Scrooge McDuck Wikia
Register
Advertisement

The Old Vicuna Hunter was an elderly, male dognose.

Description[]

Born to another vicuna hunter living in a lonely barranca near the edge of the Region of the Great Mists in Peru, this man, when just a boy, witnessed the death of Rhutt Betler as he staggered out of the mists, half-mad and starving, having escaping Plain Awful. His father took most of the strange square stones which the man carried to a priest in Cuzco, though he kept a few for himself, which the not-yet-old Vicuna Hunter observed.

By the end of the 1940's, the long-orphaned Vicuna Hunter had gone nearly blind. During the Duckburg Museum's expedition in the Andes in order to find the source of the square eggs, Donald and his his nephews came across the old man, who could not see the square eggs, but, upon touch, remembered their story. This led to the Ducks traveling to Plain Awful before making off with two Square Roosters.

A few years later, the same four ducks (now with the addition of their treasure-seeking uncle Scrooge McDuck), now looking for the Temple of Manco Capac, once again crossed paths with the Hunter, who asked them if they were still out to find Square Eggs. When asked about the location the wherabouts of the Temple, the Hunter reproduced the traditional conviction that it was in the bottom of theLake Titicoocoo.

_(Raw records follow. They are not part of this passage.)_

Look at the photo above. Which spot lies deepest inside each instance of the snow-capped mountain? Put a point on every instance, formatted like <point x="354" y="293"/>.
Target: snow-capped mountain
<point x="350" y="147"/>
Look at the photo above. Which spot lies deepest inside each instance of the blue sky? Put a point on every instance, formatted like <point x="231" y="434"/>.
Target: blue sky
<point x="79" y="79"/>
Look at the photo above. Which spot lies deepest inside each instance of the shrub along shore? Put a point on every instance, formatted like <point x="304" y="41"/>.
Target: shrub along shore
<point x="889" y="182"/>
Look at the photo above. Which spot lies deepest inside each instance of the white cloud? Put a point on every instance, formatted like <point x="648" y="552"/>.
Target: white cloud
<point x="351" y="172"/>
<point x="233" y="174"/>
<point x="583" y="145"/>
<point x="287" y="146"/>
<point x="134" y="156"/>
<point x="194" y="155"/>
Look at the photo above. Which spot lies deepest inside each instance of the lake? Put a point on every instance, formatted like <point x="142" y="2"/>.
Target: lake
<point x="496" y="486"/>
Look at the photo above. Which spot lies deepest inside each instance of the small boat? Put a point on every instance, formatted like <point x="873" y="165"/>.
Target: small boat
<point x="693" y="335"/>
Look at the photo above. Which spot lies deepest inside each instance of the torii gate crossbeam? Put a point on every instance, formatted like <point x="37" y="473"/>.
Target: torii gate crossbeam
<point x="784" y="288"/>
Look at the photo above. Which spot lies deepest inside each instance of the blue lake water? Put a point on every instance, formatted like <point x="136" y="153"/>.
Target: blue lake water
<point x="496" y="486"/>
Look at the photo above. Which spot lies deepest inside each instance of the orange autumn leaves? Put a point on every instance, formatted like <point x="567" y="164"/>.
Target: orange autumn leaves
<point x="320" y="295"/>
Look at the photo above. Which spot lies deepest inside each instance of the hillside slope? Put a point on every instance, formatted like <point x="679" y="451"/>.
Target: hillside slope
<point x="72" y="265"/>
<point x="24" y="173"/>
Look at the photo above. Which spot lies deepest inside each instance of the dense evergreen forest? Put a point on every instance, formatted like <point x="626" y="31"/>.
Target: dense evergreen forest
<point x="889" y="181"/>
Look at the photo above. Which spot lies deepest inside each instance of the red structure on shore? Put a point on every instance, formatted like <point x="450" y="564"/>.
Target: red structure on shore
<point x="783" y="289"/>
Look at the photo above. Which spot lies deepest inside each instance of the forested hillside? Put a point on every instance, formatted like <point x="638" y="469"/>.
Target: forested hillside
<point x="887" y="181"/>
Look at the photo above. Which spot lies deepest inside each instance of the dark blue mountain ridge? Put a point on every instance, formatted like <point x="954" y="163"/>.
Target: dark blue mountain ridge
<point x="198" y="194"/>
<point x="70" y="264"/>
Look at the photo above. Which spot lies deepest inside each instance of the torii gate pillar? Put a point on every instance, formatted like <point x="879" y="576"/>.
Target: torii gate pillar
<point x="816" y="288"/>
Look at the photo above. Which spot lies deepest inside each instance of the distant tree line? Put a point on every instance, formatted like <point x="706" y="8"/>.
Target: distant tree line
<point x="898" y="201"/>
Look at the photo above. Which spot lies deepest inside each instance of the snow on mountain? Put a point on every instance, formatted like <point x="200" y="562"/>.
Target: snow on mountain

During the Ducks' third venture near the Region of the Great Mists, Flintheart Glomgold hired the old Indian (whose sight had improved since then through unknown means, one suggestion being contact lenses) as a guide through the Region of the Great Mists. Though still considering that the Americans were all mad for messing with this dangerous terrain time and time again, the Vicuna Hunter took the job, but drew the line at following Glomgold into Plain Awful itself.

Behind the scenes[]

First appearing in Lost in the Andes, the Old Vicuna Hunter became a somewhat iconic character due to that story's classic status, and reappeared in Don Rosa's The Son of the Sun and Return to Plain Awful.

In the latter story, Rosa committed the continuity mistake of overlooking that the Hunter was blind or good as, and thus quite unfit to serve as Glomgold's guide — recalling that Lost in the Andes mentioned that his blindness had started when he broke his glasses, Rosa jokingly suggested that the Old Hunter had started wearing contact lenses.